Later, Beaulieux went to police headquarters to get a copy of the report. She learned that the crime had been downgraded to criminal sexual assault. The report, when she saw it, was filled with errors, starting with the spelling of her name. It said that she and her assailant had attended a party and then left together. They stopped to buy alcohol and marijuana on the way back to her dorm room. None of this, Beaulieux says, is true.
“It was a nightmare,” she says. “It made me look so much worse.”
During a conversation with Christine Evans, the legal director for the Chicago Alliance Against Sexual Exploitation (CAASE), Beaulieux learned that error-filled police reports are not uncommon.
“If I had known before I made the report that there was a good chance the report might not be an accurate document, I would have handled it differently,” Beaulieux says. After all, she didn’t necessarily want to pursue justice through the legal system. “Many survivors simply want validation of what happened to them and an admission of wrongdoing,” she explains.

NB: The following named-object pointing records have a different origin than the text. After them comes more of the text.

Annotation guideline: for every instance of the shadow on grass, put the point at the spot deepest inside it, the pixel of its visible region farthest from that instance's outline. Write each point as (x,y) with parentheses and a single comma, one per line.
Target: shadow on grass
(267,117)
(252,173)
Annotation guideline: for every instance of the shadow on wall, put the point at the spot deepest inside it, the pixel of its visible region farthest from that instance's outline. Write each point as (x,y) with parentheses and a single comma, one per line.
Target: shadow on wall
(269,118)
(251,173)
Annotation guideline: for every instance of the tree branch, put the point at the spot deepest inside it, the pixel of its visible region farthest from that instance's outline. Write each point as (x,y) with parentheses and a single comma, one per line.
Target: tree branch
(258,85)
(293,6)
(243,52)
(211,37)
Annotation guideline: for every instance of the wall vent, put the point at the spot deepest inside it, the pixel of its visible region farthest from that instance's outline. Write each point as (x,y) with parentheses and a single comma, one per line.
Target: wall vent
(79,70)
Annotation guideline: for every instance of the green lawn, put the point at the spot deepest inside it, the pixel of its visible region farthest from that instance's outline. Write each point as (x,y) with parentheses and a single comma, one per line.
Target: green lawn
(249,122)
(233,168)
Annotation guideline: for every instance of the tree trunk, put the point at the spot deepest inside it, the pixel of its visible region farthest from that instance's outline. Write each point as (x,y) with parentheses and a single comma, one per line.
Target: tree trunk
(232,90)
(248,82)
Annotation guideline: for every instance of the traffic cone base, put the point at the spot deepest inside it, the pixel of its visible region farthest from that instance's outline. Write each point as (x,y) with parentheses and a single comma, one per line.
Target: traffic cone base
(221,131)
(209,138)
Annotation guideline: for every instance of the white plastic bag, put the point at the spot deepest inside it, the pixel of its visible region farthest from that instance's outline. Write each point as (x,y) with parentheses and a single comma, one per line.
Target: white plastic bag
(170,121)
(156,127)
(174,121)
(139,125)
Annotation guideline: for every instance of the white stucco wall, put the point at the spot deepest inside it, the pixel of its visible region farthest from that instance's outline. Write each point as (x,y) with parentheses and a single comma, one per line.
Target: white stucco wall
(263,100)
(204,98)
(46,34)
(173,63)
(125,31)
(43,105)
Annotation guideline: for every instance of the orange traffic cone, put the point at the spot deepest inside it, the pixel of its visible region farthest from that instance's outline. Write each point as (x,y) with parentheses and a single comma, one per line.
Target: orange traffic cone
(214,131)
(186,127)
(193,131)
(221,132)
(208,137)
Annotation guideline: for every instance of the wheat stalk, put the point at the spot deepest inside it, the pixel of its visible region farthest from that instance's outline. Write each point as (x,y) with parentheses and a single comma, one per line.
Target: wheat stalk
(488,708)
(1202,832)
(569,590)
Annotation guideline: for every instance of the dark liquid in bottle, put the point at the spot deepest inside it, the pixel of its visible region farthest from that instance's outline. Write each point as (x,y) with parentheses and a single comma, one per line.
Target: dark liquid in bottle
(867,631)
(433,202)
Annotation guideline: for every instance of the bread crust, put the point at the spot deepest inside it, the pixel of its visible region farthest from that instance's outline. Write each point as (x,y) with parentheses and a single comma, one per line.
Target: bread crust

So she decided to create what she calls “a framework for decision making,” a matrix that helps survivors figure out which course of action they want to pursue and whether they would rather minimize personal risk or assure punishment for their perpetrators. In its most complete and complex form, the matrix offers 200 options, but in its most simplified version it runs as follows:

Aside from the rape, Beaulieux has experienced two other violations, one from a massage therapist and the other during a dance class. Neither incident, she feels, warrants filing a police report, but the matrix would help her decide who she wants to know about what happened, whether she needs to take measures to insure her personal safety, and if she wants her violators to be held accountable.
“Working on it has been a labor of love,” Beaulieux says. “It opens up the possibilities beyond legal remedies that are neither viable nor successful. It can help people think through the decision.”
The matrix is still a work in progress—its current abbreviated form doesn’t address Title IX complaints against colleges and universities—but Beaulieux plans to distribute it on the Internet and make it readily available for counselors. She presented it to U. of C. students and administrators during the university’s Sexual Assault Awareness Week last spring and says it got a good response. But she also hopes it will be useful beyond helping victims decide how to proceed. “There’s potential for using it for research,” she says. “What are most survivors doing now? Is there a trend? It’s a way to start thinking beyond ‘report to the police.'”
Correction: The charges in the police report were criminal sexual assault, not aggravated criminal sexual assault as previously reported.